One fast 6’2” guy, Darwin Núñez came on. But so did some kids making their debuts. Again, all to protect the team for the rest of the season.

(Including being able to properly train today, I presume, instead of just doing warm-downs.)

I don’t know how many times McConnell and Nyoni have played together but I doubt it’s many. Between them they weigh the same as half a Dominik Szoboszlai.

The same lack of hard-wired partnerships can be said of Chiesa and anyone in the team, and Endo and Jarell Quansah as centre-backs. No one was on the same page.

The reason why Liverpool may win the league this season and won the league in 2019/20 (as I said at the time) was precisely because no new components were added.

The shared understandings, once the quality is there, can increase, while adding a fresh new component, unless one is absolutely vital or an absolute game-changer, can disrupt. Without new players you can generally get off to a better start; again, unless you have really bad players who can be upgraded with great players.

The midfield that promised but faltered last season is, in its second season, possibly the best in the world. The £160m+ spent is paying off this season. The £35.4m paid for Cody Gakpo looked decent value at first in 2023, but now looks a steal. It took time, and adjustments. And he’s still only 25.

(And even Mo Salah, who seemed to be slowing down last season, has found a new level in a team that has improved around him, in part due to the foundations Jürgen Klopp laid, and in part due to the interventions of Arne Slot, and after, years earlier, the scouts and data guys had to convince Klopp to take him in the first place. One thing I’m happily wrong about this season is Salah’s continued excellence in 2025, even if he has to surely melt at some point.)

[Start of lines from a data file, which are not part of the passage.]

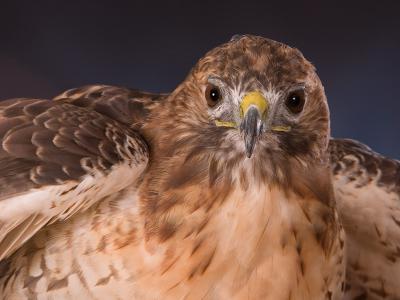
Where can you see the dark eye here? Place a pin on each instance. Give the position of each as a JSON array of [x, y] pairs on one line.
[[295, 102], [213, 95]]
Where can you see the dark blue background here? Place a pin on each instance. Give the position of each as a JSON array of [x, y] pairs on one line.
[[47, 47]]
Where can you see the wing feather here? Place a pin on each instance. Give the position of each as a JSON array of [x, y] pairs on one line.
[[58, 159], [367, 190]]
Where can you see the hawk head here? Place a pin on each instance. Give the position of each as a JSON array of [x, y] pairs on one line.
[[253, 102]]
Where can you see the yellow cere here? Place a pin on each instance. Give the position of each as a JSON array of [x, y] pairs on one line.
[[281, 128], [256, 99]]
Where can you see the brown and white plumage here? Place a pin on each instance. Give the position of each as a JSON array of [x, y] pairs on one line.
[[112, 193], [367, 190]]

And in the end, the Reds lost to Plymouth via a penalty out of nothing from what could have been a dangerous high boot instead (an overhead kick in close proximity to an opponent), and otherwise they hit the post when a yard offside. (Had Liverpool had taller players, then someone just heads the ball clear, and it’s not Harvey Elliott there to start with.)

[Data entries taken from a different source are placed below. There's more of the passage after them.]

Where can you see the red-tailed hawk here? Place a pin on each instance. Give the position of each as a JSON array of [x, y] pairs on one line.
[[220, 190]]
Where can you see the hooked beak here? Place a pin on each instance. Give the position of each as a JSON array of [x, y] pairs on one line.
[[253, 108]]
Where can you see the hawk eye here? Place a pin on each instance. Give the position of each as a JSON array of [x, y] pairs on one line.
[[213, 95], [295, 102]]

Their keeper made two outstanding late stops, but overall the defeat saved everyone bar Joe Gomez, who needed to come back at some point, from injury and fatigue, and got minutes into the legs of Jota and Chiesa, while giving valuable experience to youngsters who may not have a future at the club (such as Mabaya, due to his injuries), but where the long-term picture has to override any short-term ‘embarrassment’.

Remember, if you’re worried about being owned by sadcunt57 on Twixxer, you’ll always lose. He’ll vanish if you win 20 games in a row, then pop up and find it hysterical when you draw the 21st. He’ll vanish if you win the quadruple, then demolish you when you only win the treble the next season. That’s his game, and he can never lose.

Therefore, you can never beat sadcunt57.

Indeed, all of us, as a society and as a species, have to stop worrying about sadcunt57.

None of us can beat sadcunt57, and the sooner we stop trying, the better. Because sadcunt57 ruins it for everyone, if we let him and his ilk into our lives.